(A) Karl Popper argues that all knowledge, including scientific knowledge, is negative. That is, we never know anything to be true, and the aggregation of knowledge proceeds through falsification.

(B) The study of the physical world through science, then, is an endless quest. Science will never reach a conclusion because positive knowledge is unattainable, and though theories may provide better explanations of observed phenomenon they will never be comprehensive across all domains.

(C) In a tautological worldview, an endless quest for knowledge is unnecessary. Tautologies can expand and be revised when new observations disrupt the former order, but in a steady state a tautology need not challenge itself. A comprehensive mythological interpretation of the physical world, for example, can posit satisfactory explanations for all facets of daily life and requires little to no regular modification of the framework.

 

If a tautological framework is simpler and more satisfying than the endless quest of empirical knowledge through falsification, then why do science at all?

 

(D) If we consider a dichotomy between “pure science” (gaining knowledge for its own sake) and “technology” (application of knowledge to solve a problem), then it is the latter that is typically used in justification of scientific research–especially in today’s funding environment. From (B), the pursuit of pure science is an endless quest (an asymptotic search for truth at best). A worldview based entirely upon pure science will always be less complete than a tautological worldview because the theories of pure science are always conjectural. The justification of science as “knowledge for its own sake”, then, is perhaps no more than a quixotic delusion.

(E) The success or value of a scientific theory often seems related to its consequences. Part of the success of Newtonian mechanics was its wide reaching explanatory powers and technological applications.

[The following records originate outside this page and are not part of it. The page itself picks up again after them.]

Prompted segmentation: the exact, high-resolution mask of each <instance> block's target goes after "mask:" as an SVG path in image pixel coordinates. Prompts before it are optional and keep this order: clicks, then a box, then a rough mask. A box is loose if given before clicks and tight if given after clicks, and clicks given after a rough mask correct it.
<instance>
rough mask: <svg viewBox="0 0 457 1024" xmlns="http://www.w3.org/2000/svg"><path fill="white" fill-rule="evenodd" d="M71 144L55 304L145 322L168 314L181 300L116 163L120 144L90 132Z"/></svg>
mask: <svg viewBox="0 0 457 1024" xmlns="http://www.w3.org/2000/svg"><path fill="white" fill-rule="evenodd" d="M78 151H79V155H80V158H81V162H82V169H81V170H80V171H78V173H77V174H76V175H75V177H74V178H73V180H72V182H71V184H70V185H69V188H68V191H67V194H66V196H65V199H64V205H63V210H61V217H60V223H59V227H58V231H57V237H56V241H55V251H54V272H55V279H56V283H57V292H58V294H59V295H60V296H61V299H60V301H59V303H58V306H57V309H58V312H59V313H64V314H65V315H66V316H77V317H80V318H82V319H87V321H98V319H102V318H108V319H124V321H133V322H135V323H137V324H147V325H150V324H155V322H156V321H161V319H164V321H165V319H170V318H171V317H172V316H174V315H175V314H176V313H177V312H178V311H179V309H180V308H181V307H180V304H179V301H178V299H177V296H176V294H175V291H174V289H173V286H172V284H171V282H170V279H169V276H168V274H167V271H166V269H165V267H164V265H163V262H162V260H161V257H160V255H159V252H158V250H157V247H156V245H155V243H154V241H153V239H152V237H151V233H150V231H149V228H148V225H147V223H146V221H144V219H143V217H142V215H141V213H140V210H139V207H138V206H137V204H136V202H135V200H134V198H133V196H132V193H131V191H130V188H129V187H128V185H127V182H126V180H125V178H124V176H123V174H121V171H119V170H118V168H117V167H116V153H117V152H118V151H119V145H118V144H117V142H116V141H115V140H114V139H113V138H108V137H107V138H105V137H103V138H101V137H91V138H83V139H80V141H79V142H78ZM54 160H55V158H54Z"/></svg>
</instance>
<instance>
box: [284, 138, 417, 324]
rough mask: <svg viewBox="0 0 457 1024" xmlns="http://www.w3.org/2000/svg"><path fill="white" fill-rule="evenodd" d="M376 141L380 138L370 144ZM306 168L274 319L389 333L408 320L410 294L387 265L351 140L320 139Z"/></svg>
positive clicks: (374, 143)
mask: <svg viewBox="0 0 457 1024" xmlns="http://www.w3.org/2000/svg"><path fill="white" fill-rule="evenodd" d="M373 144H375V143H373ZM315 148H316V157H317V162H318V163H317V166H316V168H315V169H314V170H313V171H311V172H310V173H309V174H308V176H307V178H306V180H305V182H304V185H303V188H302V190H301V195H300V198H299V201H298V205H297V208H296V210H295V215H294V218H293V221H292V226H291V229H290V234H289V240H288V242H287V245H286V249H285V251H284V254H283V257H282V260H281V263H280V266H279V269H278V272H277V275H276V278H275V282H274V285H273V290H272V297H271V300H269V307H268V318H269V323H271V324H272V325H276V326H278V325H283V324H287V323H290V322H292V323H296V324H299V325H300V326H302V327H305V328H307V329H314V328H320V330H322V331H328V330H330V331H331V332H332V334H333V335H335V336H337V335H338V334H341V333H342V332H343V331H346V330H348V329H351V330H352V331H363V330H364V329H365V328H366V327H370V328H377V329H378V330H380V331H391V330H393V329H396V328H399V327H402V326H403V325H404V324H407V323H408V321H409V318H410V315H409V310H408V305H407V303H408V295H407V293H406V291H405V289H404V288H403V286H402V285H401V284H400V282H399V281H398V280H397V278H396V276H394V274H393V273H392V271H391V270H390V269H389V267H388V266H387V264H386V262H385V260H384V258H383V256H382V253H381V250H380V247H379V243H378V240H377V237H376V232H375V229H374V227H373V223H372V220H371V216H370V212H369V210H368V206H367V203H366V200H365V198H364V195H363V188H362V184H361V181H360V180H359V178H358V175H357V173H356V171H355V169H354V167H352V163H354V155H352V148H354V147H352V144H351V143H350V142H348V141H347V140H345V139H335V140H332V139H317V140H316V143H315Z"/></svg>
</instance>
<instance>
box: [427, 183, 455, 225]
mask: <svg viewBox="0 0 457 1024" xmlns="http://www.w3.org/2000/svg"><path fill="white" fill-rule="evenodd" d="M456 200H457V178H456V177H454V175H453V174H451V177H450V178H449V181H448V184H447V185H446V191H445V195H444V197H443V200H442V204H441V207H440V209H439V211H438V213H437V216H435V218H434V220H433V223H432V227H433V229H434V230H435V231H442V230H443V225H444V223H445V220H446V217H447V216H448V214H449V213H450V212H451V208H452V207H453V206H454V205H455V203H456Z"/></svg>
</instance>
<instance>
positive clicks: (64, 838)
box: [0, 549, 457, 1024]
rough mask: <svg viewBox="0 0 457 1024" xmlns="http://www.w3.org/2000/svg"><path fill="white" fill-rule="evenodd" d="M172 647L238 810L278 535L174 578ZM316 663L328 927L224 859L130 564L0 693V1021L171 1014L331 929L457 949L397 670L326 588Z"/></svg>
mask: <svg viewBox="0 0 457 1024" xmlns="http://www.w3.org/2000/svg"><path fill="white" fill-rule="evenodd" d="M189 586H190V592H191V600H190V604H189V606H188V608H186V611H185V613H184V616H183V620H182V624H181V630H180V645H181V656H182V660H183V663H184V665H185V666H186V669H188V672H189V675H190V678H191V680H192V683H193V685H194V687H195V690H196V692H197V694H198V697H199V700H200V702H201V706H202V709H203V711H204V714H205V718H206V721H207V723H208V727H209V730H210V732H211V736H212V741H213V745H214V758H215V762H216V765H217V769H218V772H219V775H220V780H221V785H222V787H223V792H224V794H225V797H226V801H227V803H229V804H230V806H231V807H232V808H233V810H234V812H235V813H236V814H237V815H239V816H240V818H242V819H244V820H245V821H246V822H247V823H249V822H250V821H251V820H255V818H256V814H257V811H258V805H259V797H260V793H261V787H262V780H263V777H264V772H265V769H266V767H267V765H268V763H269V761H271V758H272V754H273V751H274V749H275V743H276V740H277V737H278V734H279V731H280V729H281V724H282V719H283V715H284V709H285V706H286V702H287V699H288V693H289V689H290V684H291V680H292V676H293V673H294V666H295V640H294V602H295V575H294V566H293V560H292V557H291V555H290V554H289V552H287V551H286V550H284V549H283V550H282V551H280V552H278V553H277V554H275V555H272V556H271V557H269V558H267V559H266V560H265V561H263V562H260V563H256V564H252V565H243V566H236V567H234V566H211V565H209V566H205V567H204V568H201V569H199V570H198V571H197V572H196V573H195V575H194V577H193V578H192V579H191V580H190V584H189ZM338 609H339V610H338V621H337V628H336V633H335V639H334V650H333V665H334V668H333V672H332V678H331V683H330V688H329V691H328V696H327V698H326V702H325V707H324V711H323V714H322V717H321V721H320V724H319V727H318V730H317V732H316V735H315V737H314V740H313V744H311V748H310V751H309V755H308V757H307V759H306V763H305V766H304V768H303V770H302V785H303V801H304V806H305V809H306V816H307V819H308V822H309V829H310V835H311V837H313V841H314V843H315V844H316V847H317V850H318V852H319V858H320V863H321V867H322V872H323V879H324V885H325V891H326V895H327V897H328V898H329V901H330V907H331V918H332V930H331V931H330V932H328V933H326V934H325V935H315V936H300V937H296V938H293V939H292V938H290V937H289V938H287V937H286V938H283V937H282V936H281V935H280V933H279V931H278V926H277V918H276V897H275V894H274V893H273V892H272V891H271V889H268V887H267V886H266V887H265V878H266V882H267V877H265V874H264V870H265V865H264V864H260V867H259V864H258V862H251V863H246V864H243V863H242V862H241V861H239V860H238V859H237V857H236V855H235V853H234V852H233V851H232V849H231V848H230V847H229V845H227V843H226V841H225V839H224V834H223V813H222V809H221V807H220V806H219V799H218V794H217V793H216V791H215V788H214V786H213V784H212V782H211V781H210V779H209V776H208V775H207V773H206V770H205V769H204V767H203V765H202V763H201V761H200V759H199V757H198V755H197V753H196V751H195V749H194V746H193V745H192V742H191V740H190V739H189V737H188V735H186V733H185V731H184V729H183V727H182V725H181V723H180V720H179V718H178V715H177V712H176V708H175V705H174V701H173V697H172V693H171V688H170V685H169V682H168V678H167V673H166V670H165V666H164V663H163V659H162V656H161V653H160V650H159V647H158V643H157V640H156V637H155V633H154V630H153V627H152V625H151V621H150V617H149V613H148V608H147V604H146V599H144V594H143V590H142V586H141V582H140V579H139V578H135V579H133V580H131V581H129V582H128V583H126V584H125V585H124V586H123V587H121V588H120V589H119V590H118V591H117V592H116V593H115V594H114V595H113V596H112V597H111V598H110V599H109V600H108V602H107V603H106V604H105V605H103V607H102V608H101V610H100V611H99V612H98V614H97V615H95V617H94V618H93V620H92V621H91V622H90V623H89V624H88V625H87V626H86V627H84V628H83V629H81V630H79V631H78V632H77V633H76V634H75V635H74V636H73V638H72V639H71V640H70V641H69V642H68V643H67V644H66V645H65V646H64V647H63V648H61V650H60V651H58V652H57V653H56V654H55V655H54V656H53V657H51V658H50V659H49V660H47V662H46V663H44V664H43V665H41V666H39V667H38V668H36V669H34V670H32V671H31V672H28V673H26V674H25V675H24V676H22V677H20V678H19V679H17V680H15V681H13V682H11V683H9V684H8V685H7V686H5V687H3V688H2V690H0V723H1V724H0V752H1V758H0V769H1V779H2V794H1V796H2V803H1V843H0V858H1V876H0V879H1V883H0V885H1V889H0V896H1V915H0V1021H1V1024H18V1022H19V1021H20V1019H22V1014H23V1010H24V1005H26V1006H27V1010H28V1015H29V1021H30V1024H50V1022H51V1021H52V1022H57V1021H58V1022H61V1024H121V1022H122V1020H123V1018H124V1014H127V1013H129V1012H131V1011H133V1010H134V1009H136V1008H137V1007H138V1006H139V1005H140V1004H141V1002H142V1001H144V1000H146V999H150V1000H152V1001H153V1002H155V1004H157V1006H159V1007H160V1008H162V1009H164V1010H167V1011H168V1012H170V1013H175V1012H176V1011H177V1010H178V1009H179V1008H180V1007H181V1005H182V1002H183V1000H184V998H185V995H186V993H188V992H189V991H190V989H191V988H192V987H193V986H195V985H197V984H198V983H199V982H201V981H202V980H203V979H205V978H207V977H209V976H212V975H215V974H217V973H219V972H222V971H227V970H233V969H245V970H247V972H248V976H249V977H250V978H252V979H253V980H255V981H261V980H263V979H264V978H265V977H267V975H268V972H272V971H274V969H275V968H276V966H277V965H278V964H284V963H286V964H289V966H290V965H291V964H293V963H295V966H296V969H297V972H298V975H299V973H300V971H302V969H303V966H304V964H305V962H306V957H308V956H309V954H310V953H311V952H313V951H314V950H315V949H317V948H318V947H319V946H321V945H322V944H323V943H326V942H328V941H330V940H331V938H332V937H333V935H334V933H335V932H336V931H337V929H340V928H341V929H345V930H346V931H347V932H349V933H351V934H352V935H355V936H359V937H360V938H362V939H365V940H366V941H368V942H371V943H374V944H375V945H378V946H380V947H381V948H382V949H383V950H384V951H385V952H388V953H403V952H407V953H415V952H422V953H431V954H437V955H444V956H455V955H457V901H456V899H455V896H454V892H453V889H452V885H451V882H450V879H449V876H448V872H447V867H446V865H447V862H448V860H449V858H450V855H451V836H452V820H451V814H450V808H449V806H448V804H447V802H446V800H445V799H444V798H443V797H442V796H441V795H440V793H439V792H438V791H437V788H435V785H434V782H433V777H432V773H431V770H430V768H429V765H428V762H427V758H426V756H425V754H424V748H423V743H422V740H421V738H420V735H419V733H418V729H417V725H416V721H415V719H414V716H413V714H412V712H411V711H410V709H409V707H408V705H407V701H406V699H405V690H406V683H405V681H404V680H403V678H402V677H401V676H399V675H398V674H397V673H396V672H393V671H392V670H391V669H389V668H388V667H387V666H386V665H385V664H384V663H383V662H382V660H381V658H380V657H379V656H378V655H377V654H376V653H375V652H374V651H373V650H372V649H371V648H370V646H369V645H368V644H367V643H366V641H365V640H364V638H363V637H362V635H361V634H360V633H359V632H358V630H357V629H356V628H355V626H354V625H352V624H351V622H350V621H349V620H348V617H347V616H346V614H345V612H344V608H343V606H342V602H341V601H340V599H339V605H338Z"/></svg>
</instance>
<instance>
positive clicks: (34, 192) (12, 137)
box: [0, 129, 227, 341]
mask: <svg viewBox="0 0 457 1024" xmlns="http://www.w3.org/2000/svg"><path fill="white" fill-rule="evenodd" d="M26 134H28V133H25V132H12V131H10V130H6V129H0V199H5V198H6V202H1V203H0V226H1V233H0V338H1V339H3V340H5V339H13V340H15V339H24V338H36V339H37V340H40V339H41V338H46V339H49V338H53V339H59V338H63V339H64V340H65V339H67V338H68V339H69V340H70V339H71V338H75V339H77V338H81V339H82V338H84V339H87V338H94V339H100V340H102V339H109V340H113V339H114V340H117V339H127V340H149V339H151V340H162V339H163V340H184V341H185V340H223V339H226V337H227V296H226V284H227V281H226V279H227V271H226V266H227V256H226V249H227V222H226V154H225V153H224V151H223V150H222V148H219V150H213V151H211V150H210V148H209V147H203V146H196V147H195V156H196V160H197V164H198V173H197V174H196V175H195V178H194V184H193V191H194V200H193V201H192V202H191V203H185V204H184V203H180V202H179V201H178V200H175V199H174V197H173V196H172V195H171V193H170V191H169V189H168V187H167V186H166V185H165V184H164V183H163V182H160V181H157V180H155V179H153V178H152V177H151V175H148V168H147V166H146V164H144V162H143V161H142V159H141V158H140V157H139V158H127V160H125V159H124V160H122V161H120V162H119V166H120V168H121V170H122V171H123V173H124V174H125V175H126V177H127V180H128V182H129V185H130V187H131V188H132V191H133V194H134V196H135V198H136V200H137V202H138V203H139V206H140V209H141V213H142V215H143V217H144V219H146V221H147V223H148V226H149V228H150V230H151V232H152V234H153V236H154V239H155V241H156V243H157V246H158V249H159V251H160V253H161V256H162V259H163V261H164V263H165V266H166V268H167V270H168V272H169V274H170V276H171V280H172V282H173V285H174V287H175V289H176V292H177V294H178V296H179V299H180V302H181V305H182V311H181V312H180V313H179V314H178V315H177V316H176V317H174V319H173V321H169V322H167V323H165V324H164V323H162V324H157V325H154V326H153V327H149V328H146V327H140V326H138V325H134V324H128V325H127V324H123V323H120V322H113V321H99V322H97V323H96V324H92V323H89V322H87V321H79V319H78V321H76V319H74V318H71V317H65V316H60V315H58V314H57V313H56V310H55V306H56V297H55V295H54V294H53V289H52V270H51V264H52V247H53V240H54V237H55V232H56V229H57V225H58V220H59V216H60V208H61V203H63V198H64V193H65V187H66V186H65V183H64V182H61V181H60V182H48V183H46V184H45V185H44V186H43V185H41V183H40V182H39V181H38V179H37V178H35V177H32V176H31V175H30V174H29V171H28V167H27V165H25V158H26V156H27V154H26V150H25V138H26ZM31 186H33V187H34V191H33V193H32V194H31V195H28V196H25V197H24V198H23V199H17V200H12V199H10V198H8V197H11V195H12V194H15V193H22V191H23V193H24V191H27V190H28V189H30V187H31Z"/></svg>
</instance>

On the other hand, a brilliant theory that arrives fifty years too soon may lay forgotten in wait until the idea eventually becomes pragmatic. Science, it seems, is fundamentally consequentialist.

(F) If science is consequentialist, then it is primarily technologically driven. Pure science, or the quest for knowledge, is not the driving force of science but instead is a tool for technological development. The quest for knowledge, too, is directed by the consequences: not all knowledge is considered equally valuable, and knowledge that produces results will direct future lines of investigation.

 

If science is technological consequentialism, then is there any reason to be a “pure scientist”, aside from love of the endless quest?